Mas não sejamos inocentes, porque estou convencido que haverá muita política por detrás deste movimento, com objetivos claros de fragilizar o Almirante, putativo candidato à Presidência, já para não falar na coincidência de se tratar de acompanhar um navio russo a atravessar as nossas águas. Os 13 marinheiros terão sido instigados à recusa de embarcar e acreditaram que nada de mal lhes iria acontecer, certamente mal aconselhados e inebriados pelas suas razões.

Infelizmente, pelas experiências pessoais que irão viver, vão compreender que estar na tropa é algo diferente de estar na vida civil e provavelmente hoje já estarão arrependidos dos seus atos. Quando um Comandante garante que não há risco e, se houver, jamais colocaria em risco a vida dos seus subordinados, ou há confiança ou não há tropa. Foi na Marinha, mas fosse no Exército ou na Aviação, era igual. Uma coisa tenho a certeza, se alguém pretendeu enfraquecer o Almirante Gouveia e Melo, o tiro saiu pela culatra e saiu reforçada a sua imagem junto da opinião pública. 

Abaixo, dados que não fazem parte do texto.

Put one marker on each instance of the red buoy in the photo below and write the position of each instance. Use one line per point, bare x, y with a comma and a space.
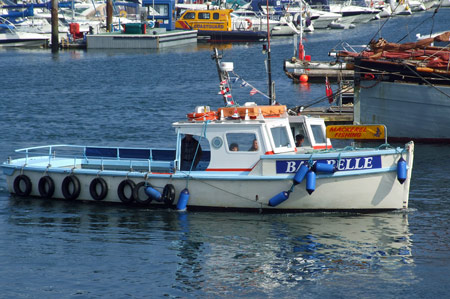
304, 78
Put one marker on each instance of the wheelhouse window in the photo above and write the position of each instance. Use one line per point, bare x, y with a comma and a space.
189, 16
280, 137
242, 142
318, 133
204, 15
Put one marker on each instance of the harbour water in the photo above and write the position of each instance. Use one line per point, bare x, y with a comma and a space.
62, 249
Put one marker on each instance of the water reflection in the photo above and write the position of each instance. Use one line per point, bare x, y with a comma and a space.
227, 253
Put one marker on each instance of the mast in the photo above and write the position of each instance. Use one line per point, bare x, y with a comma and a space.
269, 70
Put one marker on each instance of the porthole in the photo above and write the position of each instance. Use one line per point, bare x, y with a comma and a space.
217, 142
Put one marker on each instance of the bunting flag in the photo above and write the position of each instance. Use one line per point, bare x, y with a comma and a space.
328, 91
224, 91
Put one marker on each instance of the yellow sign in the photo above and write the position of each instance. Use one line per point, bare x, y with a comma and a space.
356, 132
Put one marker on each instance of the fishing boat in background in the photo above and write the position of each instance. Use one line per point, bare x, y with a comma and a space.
216, 25
246, 157
406, 87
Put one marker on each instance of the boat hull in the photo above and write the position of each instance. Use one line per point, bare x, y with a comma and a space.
232, 36
410, 111
352, 188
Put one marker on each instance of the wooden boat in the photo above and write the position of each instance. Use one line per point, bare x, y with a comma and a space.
276, 175
406, 87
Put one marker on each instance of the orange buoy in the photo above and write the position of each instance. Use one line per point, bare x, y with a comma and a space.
304, 78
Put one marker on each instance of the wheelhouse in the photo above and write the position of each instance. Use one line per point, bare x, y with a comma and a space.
230, 142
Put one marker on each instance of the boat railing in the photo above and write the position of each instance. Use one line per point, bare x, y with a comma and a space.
102, 157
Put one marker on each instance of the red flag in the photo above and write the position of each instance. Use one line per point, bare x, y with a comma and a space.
328, 91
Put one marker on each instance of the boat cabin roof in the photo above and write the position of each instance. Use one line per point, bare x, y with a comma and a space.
231, 140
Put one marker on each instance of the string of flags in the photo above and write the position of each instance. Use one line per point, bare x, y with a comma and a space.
225, 89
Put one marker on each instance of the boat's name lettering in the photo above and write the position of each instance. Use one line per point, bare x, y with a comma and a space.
343, 164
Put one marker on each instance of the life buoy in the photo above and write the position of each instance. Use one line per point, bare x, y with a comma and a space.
121, 191
249, 24
103, 189
168, 194
137, 194
202, 115
18, 185
66, 189
46, 187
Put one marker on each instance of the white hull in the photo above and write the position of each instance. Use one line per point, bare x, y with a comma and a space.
410, 111
22, 39
349, 189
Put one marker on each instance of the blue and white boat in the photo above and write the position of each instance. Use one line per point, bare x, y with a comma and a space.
275, 176
11, 37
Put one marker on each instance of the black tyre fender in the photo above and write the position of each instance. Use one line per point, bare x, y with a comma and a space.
17, 188
103, 188
46, 187
136, 191
169, 194
71, 179
121, 191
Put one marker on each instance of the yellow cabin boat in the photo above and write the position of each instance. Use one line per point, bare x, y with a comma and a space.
215, 25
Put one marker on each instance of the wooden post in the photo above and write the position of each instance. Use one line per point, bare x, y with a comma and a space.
108, 15
55, 27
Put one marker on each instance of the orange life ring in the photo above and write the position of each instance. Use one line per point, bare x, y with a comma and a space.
212, 115
369, 76
249, 22
204, 118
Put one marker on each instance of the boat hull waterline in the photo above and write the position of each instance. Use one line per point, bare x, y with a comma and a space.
357, 185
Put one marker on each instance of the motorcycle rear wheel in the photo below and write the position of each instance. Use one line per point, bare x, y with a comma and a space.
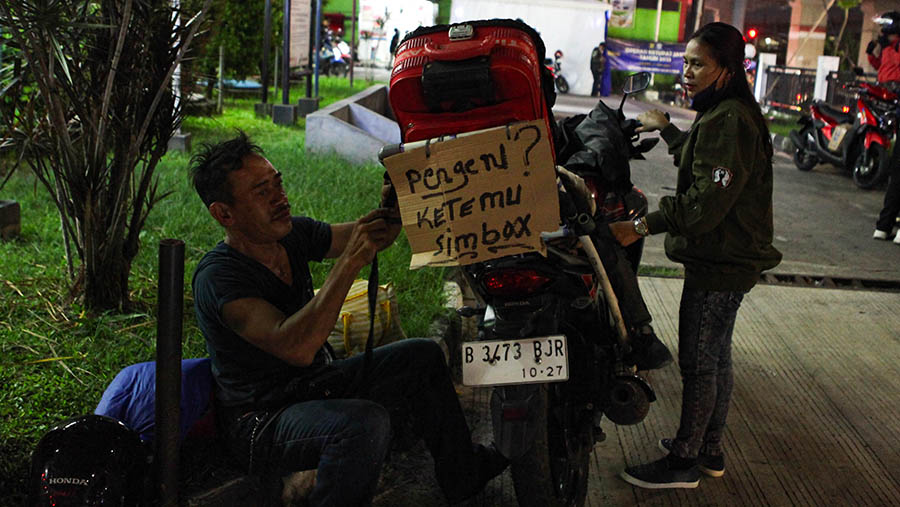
554, 473
805, 159
871, 167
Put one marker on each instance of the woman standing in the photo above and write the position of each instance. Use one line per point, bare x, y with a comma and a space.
719, 225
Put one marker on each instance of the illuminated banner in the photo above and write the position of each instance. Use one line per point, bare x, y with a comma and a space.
638, 55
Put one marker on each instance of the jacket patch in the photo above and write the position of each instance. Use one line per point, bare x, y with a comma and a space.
722, 176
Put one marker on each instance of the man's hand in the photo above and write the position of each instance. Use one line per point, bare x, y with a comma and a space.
651, 120
371, 233
870, 48
624, 232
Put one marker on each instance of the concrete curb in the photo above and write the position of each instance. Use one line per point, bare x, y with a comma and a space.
355, 128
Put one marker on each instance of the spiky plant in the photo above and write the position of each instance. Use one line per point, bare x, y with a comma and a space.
90, 109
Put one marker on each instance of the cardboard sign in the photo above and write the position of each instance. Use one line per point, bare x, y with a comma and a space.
474, 198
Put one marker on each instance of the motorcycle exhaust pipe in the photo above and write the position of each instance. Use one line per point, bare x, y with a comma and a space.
795, 138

3. Tenho raízes alentejanas e só não vou lá mais vezes porque nem sempre a minha vida se proporciona, mas são muitas décadas a encontrar a minha paz, entre a família que ali continua. Quantas conversas ouvi dos meus avós e dos meus tios sobre as dificuldades dos alentejanos, tantas famílias a viver de uma agricultura incerta e de uma pecuária que umas vezes dá e outras tantas sofre de doenças que tudo atira abaixo.

Entre essas conversas, ouvi muitas vezes falar de Rui Nabeiro e, raramente na minha vida, ouvi tanta unanimidade, nos seus méritos empresariais, na sua responsabilidade social. A minha família cruzou-se com a dele em mais que uma geração, pelo que ouvi estórias contadas na primeira pessoa, onde o respeito e admiração predominavam.

Acidentalmente, também me cruzei com ele e percebi como a personalidade era ímpar, um exemplo de capitalismo social. Deixa um legado nos ombros da família, no seu neto Rui Miguel que já conheci num fórum privado onde explanou uma visão de futuro, entre raciocínios claros e modernos. Assim o consiga, também para que seu avô descanse em paz e sinta orgulho não só da obra que deixa, mas também da sua família que a soube continuar.